After the Battle of Worcester Loudoun retired into the highlands, and in 1653 joined William,Earl of Glencairn and other Cavaliers who had risen in the King's favour. Divisions arising among the leaders, Loudoun left them and retired further north. He at length surrendered to General George Monck, whose brilliant success had demonstrated the uselessness of further resistance on the part of the Royalists. Loudoun and his eldest son, Lord Mauchline, were both excepted out of Cromwell's act of indemnity, by which £400 was settled on the Countess Loudoun and her heirs out of her husband's estates. Upon the Restoration, notwithstanding all that Loudoun had suffered for the royal cause, he was deprived of the chancellorship, which had been granted to him "ad vitam aut culpam"; his pension, however, was still continued to him.
In the first session of parliament in 1661 he spoke strongly in defence of his friend, the Archibald Campbell, Marquess of Argyll, who was then under an impeachment for high treason. Argyll was executed, and Loudoun became apprehensive lest he too might share the same fate. In the following year, by an act "containing some exceptions from the Act of Indemnite", he was fined £12,000. He died at Edinburgh on 15 March 1663, and was buried in the Loudoun Kirk, in what is now East Ayrshire.

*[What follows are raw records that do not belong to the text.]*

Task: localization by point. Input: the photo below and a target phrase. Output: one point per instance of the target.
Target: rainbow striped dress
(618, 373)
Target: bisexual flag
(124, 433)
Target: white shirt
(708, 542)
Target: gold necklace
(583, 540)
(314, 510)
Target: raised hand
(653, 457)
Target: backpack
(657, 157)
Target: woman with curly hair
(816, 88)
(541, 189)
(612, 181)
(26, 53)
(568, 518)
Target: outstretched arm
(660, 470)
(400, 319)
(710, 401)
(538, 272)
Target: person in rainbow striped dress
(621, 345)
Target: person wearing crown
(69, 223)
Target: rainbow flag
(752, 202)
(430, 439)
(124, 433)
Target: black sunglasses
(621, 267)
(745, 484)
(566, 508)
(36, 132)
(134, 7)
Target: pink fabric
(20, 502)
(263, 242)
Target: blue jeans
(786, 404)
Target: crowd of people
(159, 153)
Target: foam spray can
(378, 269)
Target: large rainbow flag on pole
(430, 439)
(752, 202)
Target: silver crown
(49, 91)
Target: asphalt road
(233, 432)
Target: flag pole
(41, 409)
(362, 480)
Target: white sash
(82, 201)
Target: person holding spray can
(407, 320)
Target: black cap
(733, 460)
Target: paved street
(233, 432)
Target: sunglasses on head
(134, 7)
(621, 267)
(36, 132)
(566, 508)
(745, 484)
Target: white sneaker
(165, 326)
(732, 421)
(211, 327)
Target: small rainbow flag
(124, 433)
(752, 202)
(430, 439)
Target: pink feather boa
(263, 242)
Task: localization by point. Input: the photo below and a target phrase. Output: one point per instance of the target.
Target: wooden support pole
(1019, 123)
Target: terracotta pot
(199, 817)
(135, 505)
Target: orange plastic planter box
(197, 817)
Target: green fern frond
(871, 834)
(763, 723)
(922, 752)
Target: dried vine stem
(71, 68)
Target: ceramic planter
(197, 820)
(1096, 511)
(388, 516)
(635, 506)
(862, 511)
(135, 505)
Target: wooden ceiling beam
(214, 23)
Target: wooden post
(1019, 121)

Several of his speeches were printed in the form of pamphlets, and will be found among the political tracts in the British Museum.

Family

With his wife, Margaret, who survived him, Loudoun had two sons and two daughters. His eldest son, James, succeeded to the title, and died at Leyden. On the death of James, the fifth earl, the title descended to his only daughter, Flora, who married Francis, 2nd Earl of Moira, afterwards 1st Marquis of Hastings. Upon the death of Henry, 4th Marquis of Hastings, in 1868, his eldest sister Edith became the Countess of Loudoun, and the title passed to her son Charles, 11th Earl of Loudoun.